KARACHI: Soon after the Sindh cabinet decided to not hold any talks with the federal government over the issue of twin islands off Karachi’s coast till the presidential ordinance was withdrawn, a conciliatory gesture was adopted by Islamabad when Sindh Governor Imran Ismail ruled out any further development on the proposed project until consent was attained by the provincial government of Sindh.

The governor also invited the Sindh authorities, environmentalists and members of civil society to initiate a debate over their concerns which he believed were originally based on myths as the federal government had designed the projects only to boost the economy and attract foreign investment.

Successful model of development

This model, he added, was adopted by several countries in Asia and other parts of the world which proved successful.

“We need to understand that everyone is stakeholder in this project,” he said while addressing a press conference at Governor House.

“It’s absolutely a propaganda and wrong impression that the federal government is taking over Sindh’s islands. We have to move forward together. If Sindh government or anyone is worried about the ordinance, revenue, environment — we will address them all. We need to talk and fix all issues.”

‘It is propaganda that the federal govt is taking over islands’

On Tuesday, the Sindh cabinet had decided to not hold any talks with the federal government over the issue of twin islands till the presidential ordinance was withdrawn.

At the outset of the last cabinet meeting, chaired by Sindh Chief Minister Syed Murad Ali Shah, the issue of twin islands of Bundal and Buddu came under discussion.

PM’s instruction to sort out matter

Last week, amid widespread criticism and restlessness in Sindh over the centre’s move about the two islands for developing them as trade and investment hubs and international tourist destinations, Prime Minister Imran Khan had directed Sindh Governor Ismail to sort out the matter related to the project in consultation with the provincial government.

The directives were issued by the prime minister to the governor when the latter called on him after a meeting which was held at Prime Minister House to review progress on the Ravi Riverfront Urban Development in Punjab and Bundal Island projects in Sindh.

The fresh address to media by the Sindh governor came as continuation of the task assigned by the PM.

‘No environmental study’

He dismissed concerns raised by environmentalists about the future of marine life after development of the islands.

“Let me tell you that there has been no environmental study so far on these two islands,” the Sindh governor replied to a question about the worries shown by environmentalists and civil society.

“The people who are raising objections don’t mention any study but share their concerns only. The fact is that there is no marine life as such in these particular areas because of the raw sewage. When the island would be developed, definitely, there would be a treatment plant, a desalination plant.
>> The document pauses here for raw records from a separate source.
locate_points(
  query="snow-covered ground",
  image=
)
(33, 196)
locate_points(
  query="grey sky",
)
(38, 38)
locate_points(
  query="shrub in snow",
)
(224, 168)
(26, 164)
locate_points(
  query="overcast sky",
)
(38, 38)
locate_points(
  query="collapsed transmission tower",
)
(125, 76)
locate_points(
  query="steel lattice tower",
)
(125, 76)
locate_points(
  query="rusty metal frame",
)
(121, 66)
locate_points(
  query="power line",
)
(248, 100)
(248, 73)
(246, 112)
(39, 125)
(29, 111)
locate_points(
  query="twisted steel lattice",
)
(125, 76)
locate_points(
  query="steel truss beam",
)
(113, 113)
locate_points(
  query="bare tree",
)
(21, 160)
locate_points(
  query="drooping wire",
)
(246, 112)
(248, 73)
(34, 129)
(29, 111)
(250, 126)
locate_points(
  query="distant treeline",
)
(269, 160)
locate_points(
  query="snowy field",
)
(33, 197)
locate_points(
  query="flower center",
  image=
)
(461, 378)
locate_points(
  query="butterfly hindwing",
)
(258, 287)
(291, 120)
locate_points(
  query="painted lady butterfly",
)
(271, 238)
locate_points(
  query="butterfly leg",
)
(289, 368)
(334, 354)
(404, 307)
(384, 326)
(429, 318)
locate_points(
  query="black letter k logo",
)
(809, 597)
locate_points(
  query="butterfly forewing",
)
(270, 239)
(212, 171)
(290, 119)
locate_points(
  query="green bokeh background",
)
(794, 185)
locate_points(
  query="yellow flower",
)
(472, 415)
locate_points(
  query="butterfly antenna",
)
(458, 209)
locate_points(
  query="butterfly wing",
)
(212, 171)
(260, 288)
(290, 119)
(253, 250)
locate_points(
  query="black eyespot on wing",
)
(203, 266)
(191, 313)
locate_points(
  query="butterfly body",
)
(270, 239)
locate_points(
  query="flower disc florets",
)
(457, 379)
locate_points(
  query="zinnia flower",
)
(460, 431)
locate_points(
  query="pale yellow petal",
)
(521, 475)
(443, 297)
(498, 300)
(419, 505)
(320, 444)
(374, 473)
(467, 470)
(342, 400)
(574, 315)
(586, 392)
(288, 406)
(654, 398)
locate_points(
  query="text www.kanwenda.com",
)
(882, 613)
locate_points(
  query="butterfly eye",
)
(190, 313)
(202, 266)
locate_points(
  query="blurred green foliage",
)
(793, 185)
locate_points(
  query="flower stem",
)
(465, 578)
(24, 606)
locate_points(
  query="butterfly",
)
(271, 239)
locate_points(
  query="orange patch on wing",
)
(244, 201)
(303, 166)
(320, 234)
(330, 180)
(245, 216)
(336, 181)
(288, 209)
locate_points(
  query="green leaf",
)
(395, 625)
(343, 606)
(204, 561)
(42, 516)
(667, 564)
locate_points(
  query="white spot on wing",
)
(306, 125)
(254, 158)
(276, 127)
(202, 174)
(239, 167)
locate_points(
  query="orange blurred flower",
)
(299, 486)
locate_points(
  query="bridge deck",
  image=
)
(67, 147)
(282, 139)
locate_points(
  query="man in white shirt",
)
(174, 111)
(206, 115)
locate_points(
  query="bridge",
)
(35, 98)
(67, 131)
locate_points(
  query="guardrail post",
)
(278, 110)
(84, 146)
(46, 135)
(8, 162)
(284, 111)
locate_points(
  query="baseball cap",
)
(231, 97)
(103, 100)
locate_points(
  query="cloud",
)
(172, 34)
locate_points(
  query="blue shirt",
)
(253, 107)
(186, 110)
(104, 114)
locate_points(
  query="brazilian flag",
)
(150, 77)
It will be in fact the country’s first green city project.”

‘$50bn investment; 150,000 jobs’

He referred to several countries that emerged as success stories after such developments.

Giving example of Malaysia, he said the Southeast Asian country made a forest city on this pattern on an island while China had built a global city.

“Sri Lanka developed a port city on just 800 acres or within 1,000 acres with US $14 billion foreign direct investment. We here in Karachi [have] 8,000 acres and if we succeed to attract US $14 billion, one can imagine the outcome of this project. It would create more than 150,000 jobs. We are estimating US $50 billion on the project. The whole world has shown interest in it. Why should we fall prey to confusion and miss the opportunity?” he added.